Escape from Medellin

Editorial Note: In April, I took a month off in Medellin. For me, this meant an interesting and diverting month. For you, this means 30 days of posts about my vacation. I’ll try to make them somewhat amusing.

All good things must come to an end, and today I had to leave Medellin. I have mixed feelings; on the one hand, I’m looking forward to getting back to work, and to being able to once again easily communicate with people. On the other, Colombians are nice people in almost exactly the way that Californians aren’t. Being around Colombians makes me feel like I should try to be nicer, too.

But all that aside, I wanted to present a brief and practical (if somewhat vague) guide to navigating your exit from Colombia via MDE. You can stumble your way through without this, of course, but maybe you’d like to know what to expect.

The Line

First of all, there’s going to be a line to check in. It might be long, or it might be really long, but there’s going to be a line. This means that the “arrive two hours before your flight’s scheduled departure” rule is actually a pretty good one in this case.
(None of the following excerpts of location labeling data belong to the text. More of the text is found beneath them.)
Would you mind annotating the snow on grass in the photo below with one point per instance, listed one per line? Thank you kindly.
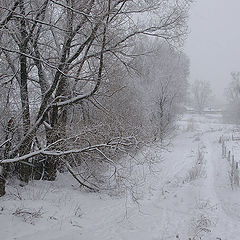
(186, 196)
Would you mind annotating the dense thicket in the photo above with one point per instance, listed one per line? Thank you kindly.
(80, 86)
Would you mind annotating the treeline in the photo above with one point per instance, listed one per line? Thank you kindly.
(85, 82)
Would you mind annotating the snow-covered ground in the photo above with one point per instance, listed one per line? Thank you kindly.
(188, 197)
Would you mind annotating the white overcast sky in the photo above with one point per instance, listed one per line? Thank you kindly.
(213, 45)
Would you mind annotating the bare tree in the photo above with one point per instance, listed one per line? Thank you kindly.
(59, 50)
(201, 94)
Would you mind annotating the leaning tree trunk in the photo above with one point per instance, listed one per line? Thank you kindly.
(25, 169)
(2, 182)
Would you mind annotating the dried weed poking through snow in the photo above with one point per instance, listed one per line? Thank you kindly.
(28, 215)
(197, 170)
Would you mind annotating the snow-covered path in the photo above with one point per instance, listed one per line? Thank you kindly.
(185, 200)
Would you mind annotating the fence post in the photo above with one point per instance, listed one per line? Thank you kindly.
(223, 149)
(236, 175)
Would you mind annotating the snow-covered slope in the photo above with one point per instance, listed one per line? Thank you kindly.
(188, 197)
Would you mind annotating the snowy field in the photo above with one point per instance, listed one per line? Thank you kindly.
(187, 197)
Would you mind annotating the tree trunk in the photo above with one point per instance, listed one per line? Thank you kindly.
(2, 182)
(25, 170)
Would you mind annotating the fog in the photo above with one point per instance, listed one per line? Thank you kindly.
(213, 42)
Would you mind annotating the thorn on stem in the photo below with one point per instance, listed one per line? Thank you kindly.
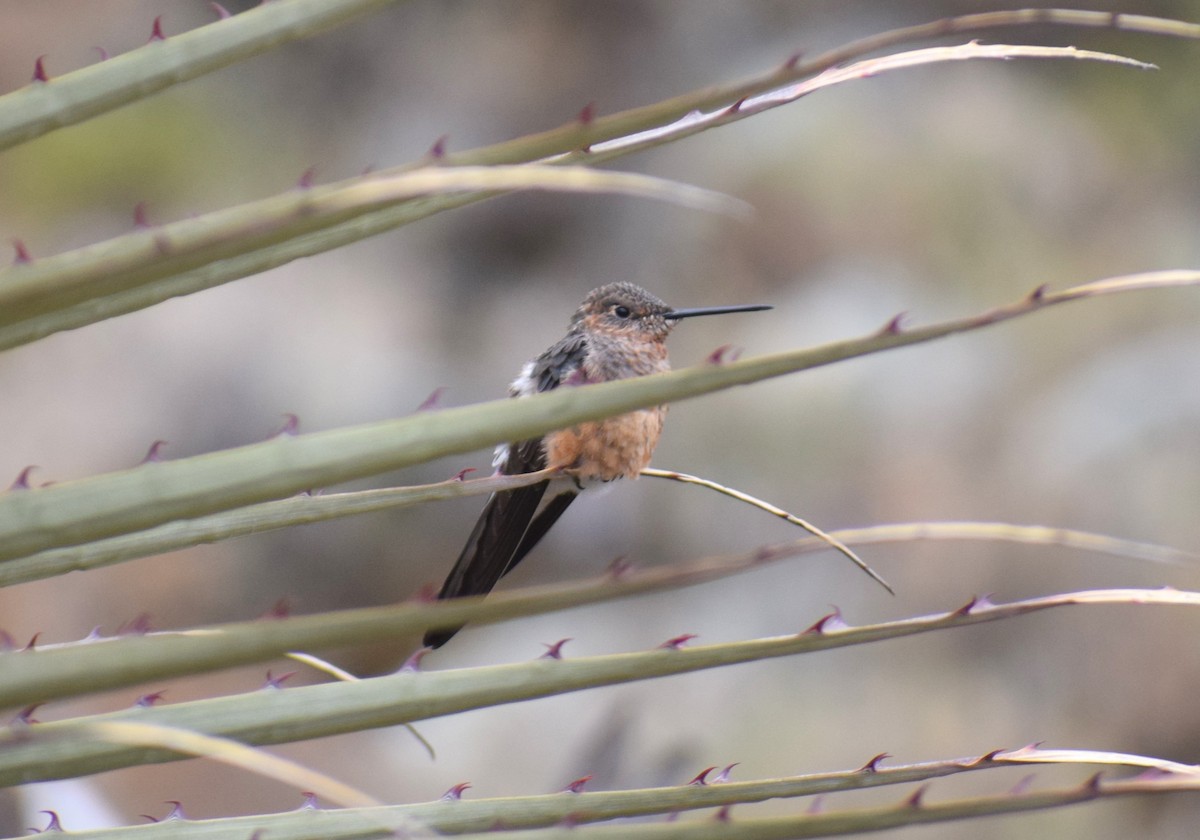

At the back of this line is you, and at the head are the checkin counters. In between are airline girl and cop guy. Airline girl’s job seems to be to send you over to the DAS counter if your exit taxes were included in your ticket price, as they usually are. The cool part is that airline girl also lets you cut back into the middle of the line at her station after your return from DAS-ville.

DAS

Airline girl will give you a little printout and wave you vaguely in the direction of the DAS folks. If you’re lucky, someone immediately ahead of you will get sent to the same place (it’s pretty common) so you can just follow him. At the DAS counter you show the DAS folks your printout, passport, etc. and they’ll give you a little slip of paper. This slip of paper has something to do with you not having to pay any more fees. They’ll also put a stamp in your passport. It’s not an exit stamp (that comes later) and your guess is as good as (probably better than) mine as to what it means. It seems like a good thing to get, though.
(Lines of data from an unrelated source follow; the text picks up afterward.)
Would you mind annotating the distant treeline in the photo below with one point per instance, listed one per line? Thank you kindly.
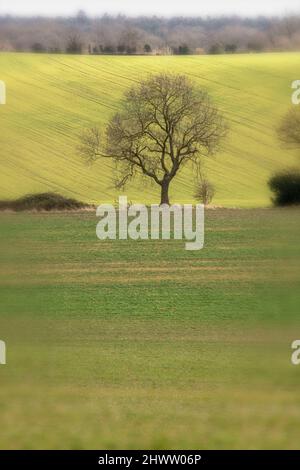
(148, 35)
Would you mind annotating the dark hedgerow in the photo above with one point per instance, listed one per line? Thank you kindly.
(42, 202)
(286, 187)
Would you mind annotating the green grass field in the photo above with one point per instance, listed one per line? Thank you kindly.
(144, 345)
(50, 98)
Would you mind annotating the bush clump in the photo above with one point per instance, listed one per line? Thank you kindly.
(286, 187)
(42, 202)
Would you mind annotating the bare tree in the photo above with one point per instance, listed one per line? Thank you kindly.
(289, 129)
(205, 191)
(165, 123)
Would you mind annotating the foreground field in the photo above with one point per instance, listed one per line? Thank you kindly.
(145, 345)
(50, 98)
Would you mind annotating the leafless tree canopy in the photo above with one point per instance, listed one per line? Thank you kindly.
(289, 129)
(123, 35)
(165, 123)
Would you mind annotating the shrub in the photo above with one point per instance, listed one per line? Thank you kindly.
(286, 187)
(42, 202)
(205, 191)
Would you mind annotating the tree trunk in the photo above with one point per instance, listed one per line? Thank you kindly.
(164, 198)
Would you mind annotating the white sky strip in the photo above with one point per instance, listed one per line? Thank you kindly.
(158, 7)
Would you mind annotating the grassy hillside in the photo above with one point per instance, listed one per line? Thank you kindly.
(51, 97)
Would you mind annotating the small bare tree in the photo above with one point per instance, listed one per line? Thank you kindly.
(205, 191)
(164, 124)
(289, 129)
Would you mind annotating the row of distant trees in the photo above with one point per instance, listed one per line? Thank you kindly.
(148, 35)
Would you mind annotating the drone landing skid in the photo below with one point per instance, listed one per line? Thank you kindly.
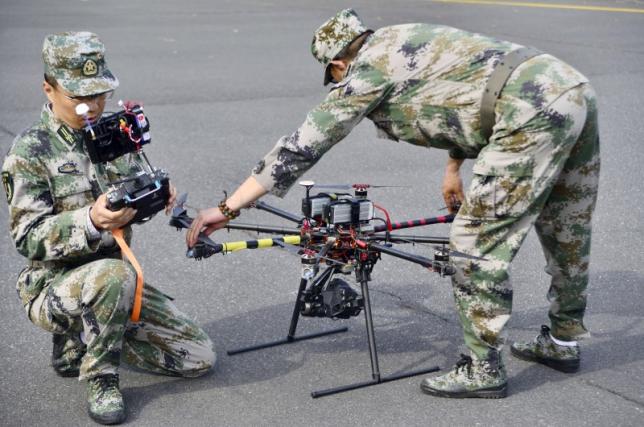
(291, 338)
(363, 273)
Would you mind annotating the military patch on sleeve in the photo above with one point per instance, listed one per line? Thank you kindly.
(7, 183)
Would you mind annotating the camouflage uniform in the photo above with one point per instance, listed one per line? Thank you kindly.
(74, 283)
(423, 84)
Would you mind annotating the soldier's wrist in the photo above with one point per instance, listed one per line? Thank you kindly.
(93, 233)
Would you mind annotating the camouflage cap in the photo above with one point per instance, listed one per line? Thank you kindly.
(77, 61)
(334, 35)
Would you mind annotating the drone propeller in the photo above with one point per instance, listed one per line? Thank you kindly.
(355, 186)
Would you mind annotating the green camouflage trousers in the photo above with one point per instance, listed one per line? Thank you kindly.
(97, 298)
(543, 173)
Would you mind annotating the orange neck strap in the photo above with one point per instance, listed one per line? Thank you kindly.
(138, 293)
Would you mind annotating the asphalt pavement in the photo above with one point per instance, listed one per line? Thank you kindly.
(221, 81)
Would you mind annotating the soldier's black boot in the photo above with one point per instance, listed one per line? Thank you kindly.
(67, 354)
(547, 352)
(105, 403)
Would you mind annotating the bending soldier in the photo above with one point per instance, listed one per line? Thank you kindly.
(76, 284)
(536, 151)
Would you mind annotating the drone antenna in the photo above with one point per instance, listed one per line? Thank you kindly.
(308, 185)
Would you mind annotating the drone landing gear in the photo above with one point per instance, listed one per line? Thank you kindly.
(363, 275)
(363, 271)
(291, 338)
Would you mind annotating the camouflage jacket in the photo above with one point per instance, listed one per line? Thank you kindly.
(51, 184)
(421, 84)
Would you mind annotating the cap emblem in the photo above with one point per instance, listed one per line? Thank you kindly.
(90, 68)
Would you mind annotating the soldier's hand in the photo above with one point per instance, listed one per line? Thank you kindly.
(105, 219)
(171, 200)
(207, 221)
(453, 191)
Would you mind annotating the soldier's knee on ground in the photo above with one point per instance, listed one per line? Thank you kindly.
(110, 277)
(201, 360)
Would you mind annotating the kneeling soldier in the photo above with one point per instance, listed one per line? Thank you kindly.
(76, 284)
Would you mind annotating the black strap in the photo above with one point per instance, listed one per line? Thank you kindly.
(495, 84)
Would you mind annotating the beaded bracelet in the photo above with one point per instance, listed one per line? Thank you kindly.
(228, 213)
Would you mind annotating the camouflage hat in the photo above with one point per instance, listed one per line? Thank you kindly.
(77, 61)
(333, 36)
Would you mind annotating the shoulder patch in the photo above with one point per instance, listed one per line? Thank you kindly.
(7, 183)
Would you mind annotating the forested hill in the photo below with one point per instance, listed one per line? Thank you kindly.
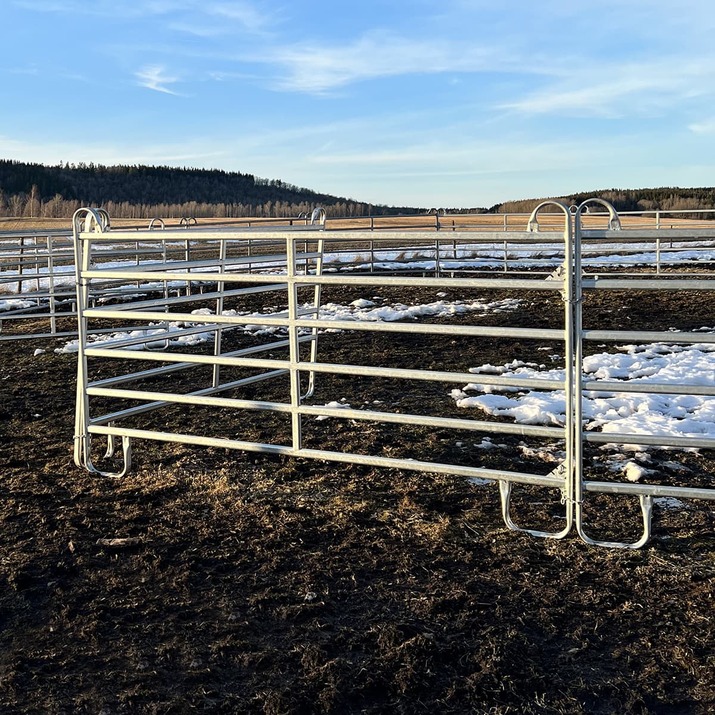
(671, 198)
(145, 191)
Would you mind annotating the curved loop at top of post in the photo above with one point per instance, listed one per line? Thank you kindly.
(533, 224)
(318, 216)
(614, 223)
(90, 220)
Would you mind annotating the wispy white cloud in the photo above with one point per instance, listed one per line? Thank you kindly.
(155, 77)
(630, 89)
(317, 68)
(705, 127)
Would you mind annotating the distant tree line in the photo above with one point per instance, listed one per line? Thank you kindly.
(661, 199)
(36, 190)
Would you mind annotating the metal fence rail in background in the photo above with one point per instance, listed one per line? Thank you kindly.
(37, 293)
(280, 358)
(37, 272)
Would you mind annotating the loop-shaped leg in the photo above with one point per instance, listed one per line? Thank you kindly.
(505, 489)
(646, 503)
(82, 456)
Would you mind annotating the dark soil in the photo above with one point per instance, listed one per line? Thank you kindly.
(256, 584)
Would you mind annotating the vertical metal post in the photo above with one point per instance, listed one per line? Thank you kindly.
(223, 243)
(294, 345)
(51, 283)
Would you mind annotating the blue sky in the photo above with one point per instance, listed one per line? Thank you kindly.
(452, 103)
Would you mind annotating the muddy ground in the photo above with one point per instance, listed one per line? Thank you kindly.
(259, 584)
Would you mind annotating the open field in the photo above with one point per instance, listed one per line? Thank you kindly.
(553, 221)
(254, 583)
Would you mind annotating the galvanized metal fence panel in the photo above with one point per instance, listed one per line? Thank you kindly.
(294, 264)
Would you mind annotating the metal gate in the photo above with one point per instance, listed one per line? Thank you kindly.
(127, 404)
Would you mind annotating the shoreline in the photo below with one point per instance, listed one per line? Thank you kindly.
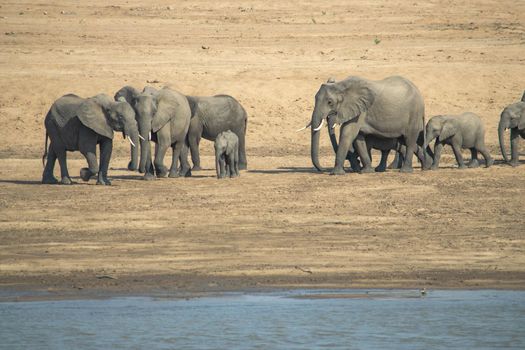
(184, 286)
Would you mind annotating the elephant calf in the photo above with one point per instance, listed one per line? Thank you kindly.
(79, 124)
(513, 118)
(227, 154)
(463, 131)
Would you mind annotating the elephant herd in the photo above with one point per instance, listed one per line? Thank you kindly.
(165, 116)
(387, 115)
(390, 114)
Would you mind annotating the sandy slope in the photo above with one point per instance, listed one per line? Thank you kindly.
(446, 228)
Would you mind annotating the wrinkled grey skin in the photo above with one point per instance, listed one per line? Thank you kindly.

A side note about DAS: By some accounts DAS staff are the one group of people in Colombia that will give you a hard time about language: It’s all Spanish, all the time, apparently as a point of principle. (In other cases your strange gringo tongue may not get you anywhere, but this is simply due to its unpopularity, and not your interlocutor’s stubbornness.) So it’s probably best not to get too creative during your interactions with them.

Checkin

Anyway, after you deal with DAS and cut back into line at airline girl’s desk you will (slowly) make your way to the checkin counters. Along the way you show your documents to cop guy, who eyeballs them but doesn’t do anything else. (Maybe he tells you if you’re missing something?)

At the checkin counter they collect the DAS slip, which you never see again. They also give you your boarding pass(es), and quiz you about your luggage. (Who packed it? When? Where? Does it contain any battery powered devices? How long have you owned them? Have you ever sent them out to be repaired?) Mercifully, they do this in English if you’ve got a US passport.

Security

It’s not super-obvious where to go after checkin. In fact, you head for the “International Departures” doorway, and not towards a gate number as in other airports. Following other people who look like they know where they’re going (and have foreign passports) works well here, too. Of course, between you and your gate lies the security screening.
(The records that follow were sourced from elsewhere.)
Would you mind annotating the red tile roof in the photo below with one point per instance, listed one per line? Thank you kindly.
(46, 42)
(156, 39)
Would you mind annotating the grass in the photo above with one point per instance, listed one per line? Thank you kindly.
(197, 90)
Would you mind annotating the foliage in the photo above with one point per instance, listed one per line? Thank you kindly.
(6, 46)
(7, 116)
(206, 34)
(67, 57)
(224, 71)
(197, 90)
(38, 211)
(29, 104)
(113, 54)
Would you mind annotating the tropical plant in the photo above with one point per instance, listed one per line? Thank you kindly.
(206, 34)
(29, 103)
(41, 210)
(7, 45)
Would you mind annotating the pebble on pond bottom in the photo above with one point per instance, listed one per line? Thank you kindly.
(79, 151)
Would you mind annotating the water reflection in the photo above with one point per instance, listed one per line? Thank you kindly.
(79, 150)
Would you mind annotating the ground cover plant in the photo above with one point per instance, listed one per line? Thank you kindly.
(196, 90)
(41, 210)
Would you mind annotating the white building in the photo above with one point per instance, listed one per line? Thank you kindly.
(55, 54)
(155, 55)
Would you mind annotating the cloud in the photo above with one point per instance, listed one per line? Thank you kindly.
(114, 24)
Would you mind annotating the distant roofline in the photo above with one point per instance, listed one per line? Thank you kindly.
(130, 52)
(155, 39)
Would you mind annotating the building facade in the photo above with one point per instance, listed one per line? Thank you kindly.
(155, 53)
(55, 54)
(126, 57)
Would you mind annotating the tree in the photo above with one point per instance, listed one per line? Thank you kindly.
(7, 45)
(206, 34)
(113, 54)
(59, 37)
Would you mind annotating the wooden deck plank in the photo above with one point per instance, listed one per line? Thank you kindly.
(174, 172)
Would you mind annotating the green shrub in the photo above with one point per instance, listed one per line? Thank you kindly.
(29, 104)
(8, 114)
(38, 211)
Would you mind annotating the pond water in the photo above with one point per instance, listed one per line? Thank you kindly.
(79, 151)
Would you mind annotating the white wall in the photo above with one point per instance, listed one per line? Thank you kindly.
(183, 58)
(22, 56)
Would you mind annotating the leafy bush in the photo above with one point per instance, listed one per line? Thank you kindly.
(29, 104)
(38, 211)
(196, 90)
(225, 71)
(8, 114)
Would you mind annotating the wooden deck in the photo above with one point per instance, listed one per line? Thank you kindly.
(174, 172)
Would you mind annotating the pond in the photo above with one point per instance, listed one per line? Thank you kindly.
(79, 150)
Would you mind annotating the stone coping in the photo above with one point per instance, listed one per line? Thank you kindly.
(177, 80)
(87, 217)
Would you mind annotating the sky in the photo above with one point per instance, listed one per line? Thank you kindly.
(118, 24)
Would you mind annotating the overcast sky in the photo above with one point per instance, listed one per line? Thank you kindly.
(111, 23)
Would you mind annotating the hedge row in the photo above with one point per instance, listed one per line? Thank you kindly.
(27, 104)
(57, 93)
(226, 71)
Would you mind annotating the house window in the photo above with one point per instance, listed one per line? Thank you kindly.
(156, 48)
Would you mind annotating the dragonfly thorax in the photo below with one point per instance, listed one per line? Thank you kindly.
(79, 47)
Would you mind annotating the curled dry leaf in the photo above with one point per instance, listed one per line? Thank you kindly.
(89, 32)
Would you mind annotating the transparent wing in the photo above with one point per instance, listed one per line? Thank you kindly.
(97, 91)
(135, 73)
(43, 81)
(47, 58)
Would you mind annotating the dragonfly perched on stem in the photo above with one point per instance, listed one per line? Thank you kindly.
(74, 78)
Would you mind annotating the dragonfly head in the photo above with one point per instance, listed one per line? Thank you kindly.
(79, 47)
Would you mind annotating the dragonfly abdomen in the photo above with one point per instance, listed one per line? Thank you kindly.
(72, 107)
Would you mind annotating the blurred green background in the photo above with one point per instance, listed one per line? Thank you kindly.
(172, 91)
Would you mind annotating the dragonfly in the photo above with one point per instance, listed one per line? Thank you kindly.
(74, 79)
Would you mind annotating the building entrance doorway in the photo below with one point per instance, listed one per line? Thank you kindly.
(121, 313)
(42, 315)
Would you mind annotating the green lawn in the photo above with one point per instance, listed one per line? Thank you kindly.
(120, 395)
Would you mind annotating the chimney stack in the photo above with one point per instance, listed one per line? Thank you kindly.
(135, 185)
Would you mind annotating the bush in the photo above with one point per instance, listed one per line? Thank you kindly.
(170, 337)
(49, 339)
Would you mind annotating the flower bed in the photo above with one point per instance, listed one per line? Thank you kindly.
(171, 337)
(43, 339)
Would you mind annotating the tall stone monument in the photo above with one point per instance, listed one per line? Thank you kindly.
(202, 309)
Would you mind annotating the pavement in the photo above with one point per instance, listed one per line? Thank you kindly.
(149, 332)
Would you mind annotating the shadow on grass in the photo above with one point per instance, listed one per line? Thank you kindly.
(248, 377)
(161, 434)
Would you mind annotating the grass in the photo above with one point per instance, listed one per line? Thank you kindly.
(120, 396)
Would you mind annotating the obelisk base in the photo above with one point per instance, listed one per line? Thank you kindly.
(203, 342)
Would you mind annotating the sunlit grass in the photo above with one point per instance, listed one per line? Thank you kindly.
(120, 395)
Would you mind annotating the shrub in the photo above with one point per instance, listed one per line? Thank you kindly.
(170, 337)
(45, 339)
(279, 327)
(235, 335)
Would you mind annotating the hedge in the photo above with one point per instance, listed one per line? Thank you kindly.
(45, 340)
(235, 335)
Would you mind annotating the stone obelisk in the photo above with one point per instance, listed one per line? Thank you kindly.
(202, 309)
As ostentatious as Colombians are about security, you know what they don’t do? They don’t make you take off your shoes, and they don’t use backscatter imaging, because they’re not morons. Hand-searches of luggage are more common, but they’re polite and quick.

Emigration

Then it’s off to emigration, where you actually get your exit stamp. Along the way there’s another of those Colombian pat-downs, where they check if you’re carrying C4 strapped around your waist, but evince no interest in the contents of your overstuffed pockets.

Emigration itself looks like the mirror image of immigration: A guy in a booth asks you a few questions, then stamps your passport.

After emigration, you reach the gate. During boarding at the gate they rifle through your luggage one last time, after quizzing you about whether or not it’s been out of your control, etc. Assuming all is as it should be, congratulations! You’ve successfully navigated the procedure required to escape from Colombia.